Hoot Owl fishing restrictions have ended in Missoula, but Smokey Bear is still on the prowl with a number of forest fires in the area.  Our weather has cooled off some and dropped water temperatures into acceptable, and even optimal ranges for fly fishing.  5 and 6 am meet times are no longer necessary as we start to relax into fall fishing mode.

The forest fires are a whole different issue.  Currently there are fires burning at all points of the compass from Missoula.  Air quality varies day to day based on the wind and weather.  It is almost always thickest in the morning and then starts to lift and thin out as the day warms.  Most days are tolerable if you don’t have any health issues, but there have been a few days where the smoke was awful the entire day.  It is impossible to predict what the future will hold.

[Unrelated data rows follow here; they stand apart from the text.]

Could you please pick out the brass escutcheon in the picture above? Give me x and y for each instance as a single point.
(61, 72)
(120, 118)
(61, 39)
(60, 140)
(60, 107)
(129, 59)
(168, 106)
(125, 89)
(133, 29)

The one silver lining with the forest fires is that the smoke creates good fishing conditions.  It serves as artificial cloud cover allowing the trout to feel more confident, and forces the mayflies to linger just a little longer on the water.  The smoke also takes the edge off the heat.  Instead of 90 degree days we have seen days in the mid 80’s which keeps our trout active longer throughout the day.

If you don’t mind dealing with the smoke, this is a very good time to fish the Missoula area.  There is less traffic on the water right now than at any time since the peak of run-off in May.  It will only get busier through the fall.  Hopper fishing is in full swing with the real possibility to fish a big single dry fly all day.  Tricos and Hecubas are also starting which produces a mix of very technical small dry fly fishing and searching with a giant drake pattern.  Late August is a sleeper in Missoula.

Smokey Bear will likely be on patrol through the fall.  Most of the experts expect this fire season to last until the snow flies in October.  The air quality will improve however.  Our days get noticeably shorter in September and the nights much colder.  That tends to stunt the growth of our fires.  They might linger until the snow but they should not be very active.  In the meantime we will string up rods on vacant waters and enjoy fly fishing in Missoula.